Parkinson’s Disease

Parkinson’s Disease / 2015 / Article

Research Article | Open Access

Volume 2015 |Article ID 294396 | 6 pages | https://doi.org/10.1155/2015/294396

Potential Biomarkers of the Earliest Clinical Stages of Parkinson’s Disease

Academic Editor: Ted Dawson
Received13 Jul 2015
Revised04 Sep 2015
Accepted10 Sep 2015
Published21 Sep 2015

Abstract

Parkinson’s disease (PD) is a widespread neurodegenerative disorder. Despite the intensive studies of this pathology, in general, the picture of the etiopathogenesis has still not been clarified fully. To understand better the mechanisms underlying the pathogenesis of PD, we analyzed the expression of 10 genes in the peripheral blood of treated and untreated patients with PD. 35 untreated patients with PD and 12 treated patients with Parkinson’s disease (Hoehn and Yahr scores 1-2) were studied. An analysis of the mRNA levels of ATP13A2, PARK2, PARK7, PINK1, LRRK2, SNCA, ALDH1A1, PDHB, PPARGC1A, and ZNF746 genes in the peripheral blood of patients was carried out using reverse transcription followed by real-time PCR. A statistically significant and specific increase by more than 1.5-fold in the expression of the ATP13A2, PARK7, and ZNF746 genes was observed in patients with PD. Based on these results, it can be suggested that the upregulation of the mRNA levels of ATP13A2, PARK7, and ZNF746 in untreated patients in the earliest clinical stages can also be observed in the preclinical stages of PD, and that these genes can be considered as potential biomarkers of the preclinical stage of PD.

1. Introduction

Parkinson’s disease (PD) is a widespread neurodegenerative disorder that is characterized by the degeneration of dopaminergic (DA) neurons of the midbrain [1]. Resting tremor, bradykinesia, rigidity, and postural instability are the main clinical manifestations of this disease. One of the features of PD is that its basic clinical signs appear in the late stages of the development of the neurodegenerative processes in the pars compacta of the substantia nigra, when about 60% of the DA neurons of the substantia nigra have died and dopamine levels in the striatum have decreased by 80% [2, 3]. From a genetic point of view, PD is a heterogeneous pathology. In most cases, PD is sporadic. The proportion of monogenic cases varies from 10% to 15% in different populations [4]. Intensive studies carried out over the past 15 years have revealed the involvement of a large number of different loci and genes in the development of PD [5]. Despite these advances, the molecular genetic mechanisms that trigger the development of PD remain unknown, and, in general, the picture of the etiopathogenesis of PD has still not been clarified fully. There is no doubt that mutations and single-nucleotide polymorphisms associated with the development of PD play an important role in the pathogenesis of this disease. However, in addition to violations of the structure of DNA, changes at other cellular levels, including the transcriptome level, may also play a significant role in the pathogenesis of PD.

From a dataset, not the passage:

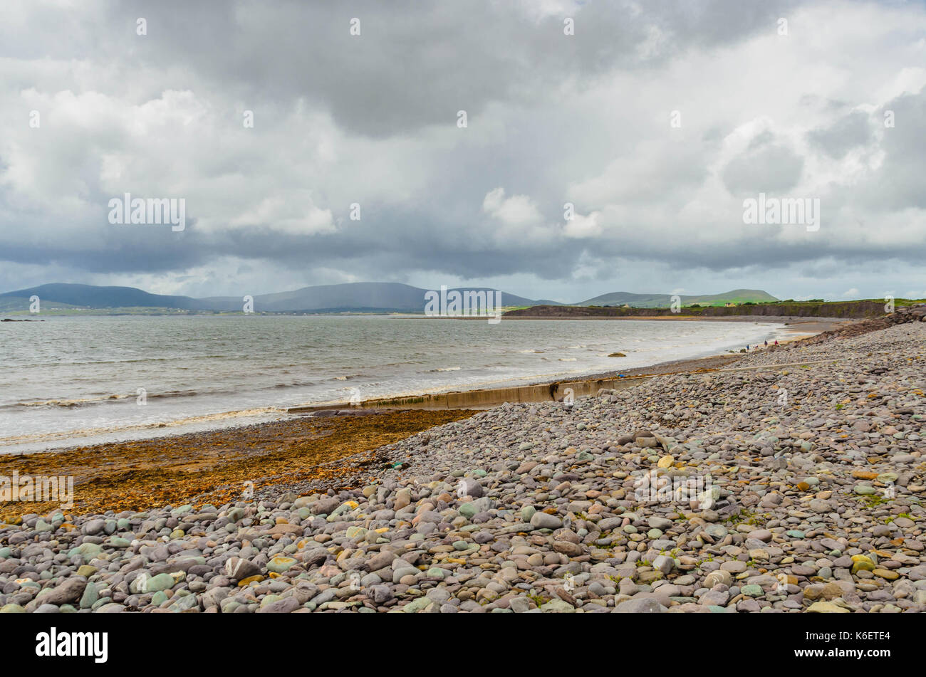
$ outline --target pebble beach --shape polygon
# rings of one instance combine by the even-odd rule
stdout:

To date, several studies of transcriptome alterations have been carried out in the postmortem brains of patients with PD. The patients analyzed in those studies were in the last and most severe stages of the disease and received active medication [69]; therefore, the differences identified may be related to the medication and the presence of comorbidities in these patients. The results of the changes in the gene expression obtained in these studies may not reflect fully the processes associated with the pathogenesis of PD. Thus, it is necessary to carry out studies in patients at the earliest stages of PD, as this may lead to a better understanding of the processes involved in the development of this disorder.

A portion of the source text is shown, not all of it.